Eight years later, Brewpoint Coffee is a fully fledged coffee company with four cafes, a roastery, and an event space.
Additionally, Melissa is the co-author of a book called ‘Starting & Running a Coffee Shop’ and the brand has won several awards, such as Business of the Year, and Best Coffee Shop in Illinois.
“Brewpoint was built on a promise to get a little better every day,” Melissa explains. “As a brand, we have an overall dedication to equity and inclusion.
“Brewpoint Coffee is not just a business, it is a platform and ecosystem where we are building the world we want to see,” Melissa says.
From running a cafe to becoming a manufacturer
Two years into running the cafe, it became clear to Melissa and Angelo that if they wanted to profit from the business and pay staff, the brand would have to grow.

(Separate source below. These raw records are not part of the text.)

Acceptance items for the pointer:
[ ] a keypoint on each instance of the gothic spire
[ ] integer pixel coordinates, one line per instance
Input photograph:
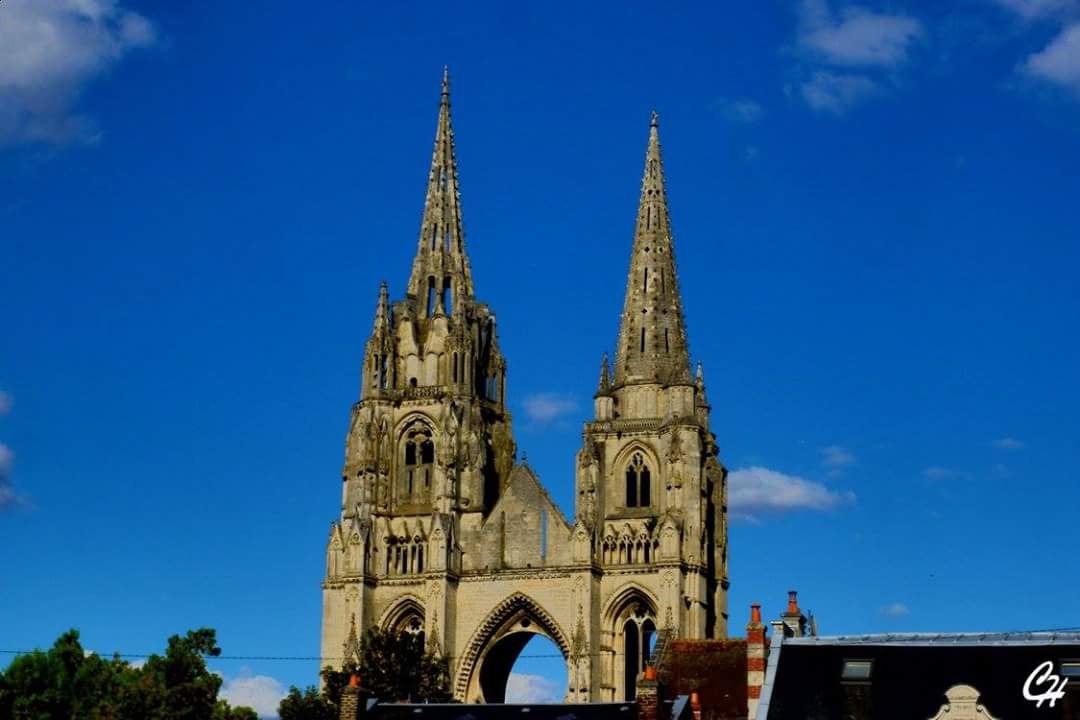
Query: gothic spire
(652, 344)
(382, 310)
(605, 383)
(441, 266)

“Roasting coffee was our way of extending our ecosystem beyond the local community to a global one,” explains Melissa.
In 2017, the couple renovated a 4,000-square-foot loading dock into a cafe, roastery, and event space. “In December of that year, we opened our coffee roastery as a supporting business to our cafes.
“This year, we are investing in our coffee manufacturing business in order to benefit our farmers, as well as other manufacturing coffee businesses,” Melissa adds.

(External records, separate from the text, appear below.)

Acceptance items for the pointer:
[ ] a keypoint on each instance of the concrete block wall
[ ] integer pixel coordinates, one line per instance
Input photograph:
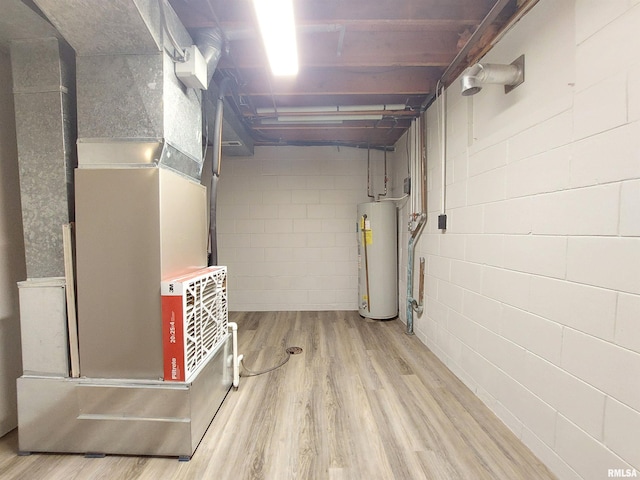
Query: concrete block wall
(287, 227)
(533, 292)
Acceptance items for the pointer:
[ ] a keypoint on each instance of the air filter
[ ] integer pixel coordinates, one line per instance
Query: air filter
(194, 321)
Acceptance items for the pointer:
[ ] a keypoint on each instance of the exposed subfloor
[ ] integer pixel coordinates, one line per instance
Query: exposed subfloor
(362, 401)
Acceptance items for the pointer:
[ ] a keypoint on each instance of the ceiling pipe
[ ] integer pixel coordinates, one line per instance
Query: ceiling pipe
(475, 37)
(480, 74)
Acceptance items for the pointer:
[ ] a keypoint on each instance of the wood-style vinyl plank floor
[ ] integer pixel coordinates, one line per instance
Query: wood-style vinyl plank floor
(362, 401)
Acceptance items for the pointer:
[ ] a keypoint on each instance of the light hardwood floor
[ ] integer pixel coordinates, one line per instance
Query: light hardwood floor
(363, 401)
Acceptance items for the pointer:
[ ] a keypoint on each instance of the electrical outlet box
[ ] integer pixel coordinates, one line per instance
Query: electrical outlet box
(407, 185)
(442, 222)
(193, 72)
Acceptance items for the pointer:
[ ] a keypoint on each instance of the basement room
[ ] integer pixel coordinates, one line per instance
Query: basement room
(320, 239)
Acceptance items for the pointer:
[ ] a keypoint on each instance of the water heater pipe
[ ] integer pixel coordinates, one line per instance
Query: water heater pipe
(366, 259)
(416, 229)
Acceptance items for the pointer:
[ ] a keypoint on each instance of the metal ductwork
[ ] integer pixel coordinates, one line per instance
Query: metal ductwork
(43, 86)
(480, 74)
(209, 42)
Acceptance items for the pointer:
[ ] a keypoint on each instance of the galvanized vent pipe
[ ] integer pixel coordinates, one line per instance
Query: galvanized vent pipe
(482, 73)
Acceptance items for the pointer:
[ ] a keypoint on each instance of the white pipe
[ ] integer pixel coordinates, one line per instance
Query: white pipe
(236, 358)
(443, 140)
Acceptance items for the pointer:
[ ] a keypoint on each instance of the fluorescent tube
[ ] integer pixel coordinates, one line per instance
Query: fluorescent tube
(277, 27)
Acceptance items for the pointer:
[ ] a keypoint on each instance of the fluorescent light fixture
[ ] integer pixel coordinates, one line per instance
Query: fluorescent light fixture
(325, 118)
(332, 109)
(278, 30)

Currently, Brewpoint is working on a new manufacturing site that is geared towards supporting a fair and inclusive coffee industry.

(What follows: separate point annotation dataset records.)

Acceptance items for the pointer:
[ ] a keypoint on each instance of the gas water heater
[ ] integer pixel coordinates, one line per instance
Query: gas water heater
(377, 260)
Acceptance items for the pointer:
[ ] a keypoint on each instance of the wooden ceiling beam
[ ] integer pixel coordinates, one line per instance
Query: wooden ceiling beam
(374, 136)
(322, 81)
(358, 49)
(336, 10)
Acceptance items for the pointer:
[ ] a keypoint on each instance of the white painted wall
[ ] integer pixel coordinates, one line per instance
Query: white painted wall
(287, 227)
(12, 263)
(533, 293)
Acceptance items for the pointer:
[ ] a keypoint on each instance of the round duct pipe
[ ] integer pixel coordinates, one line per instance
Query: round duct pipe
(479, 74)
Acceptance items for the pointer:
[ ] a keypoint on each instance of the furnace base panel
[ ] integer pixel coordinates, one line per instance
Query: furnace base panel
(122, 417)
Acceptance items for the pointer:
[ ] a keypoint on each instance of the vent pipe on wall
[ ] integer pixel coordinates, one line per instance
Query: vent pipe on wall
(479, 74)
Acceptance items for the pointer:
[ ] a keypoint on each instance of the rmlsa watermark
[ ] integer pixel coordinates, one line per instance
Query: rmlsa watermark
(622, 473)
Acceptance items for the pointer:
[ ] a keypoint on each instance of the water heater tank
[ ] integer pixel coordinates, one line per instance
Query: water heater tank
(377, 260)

Melissa explains the space will allow small manufacturing coffee businesses to learn how to roast or house their green coffee.
Alternatively, they can rent time on Brewpoint Coffee’s equipment or have the brand toll roast for them.
“Through Brewpoint’s external partnerships, these businesses will have access to financing, educational business resources, and lower cost of goods expenses,” Melissa says.
“I truly believe that with the changes happening in the specialty coffee industry, small businesses will need to collaborate and work together in order to make the numbers work,” she adds.
Melissa admits one of the largest issues she struggled with was changing her mindset. “It can be difficult to switch from the financial mindset of running a cafe to running a manufacturing business.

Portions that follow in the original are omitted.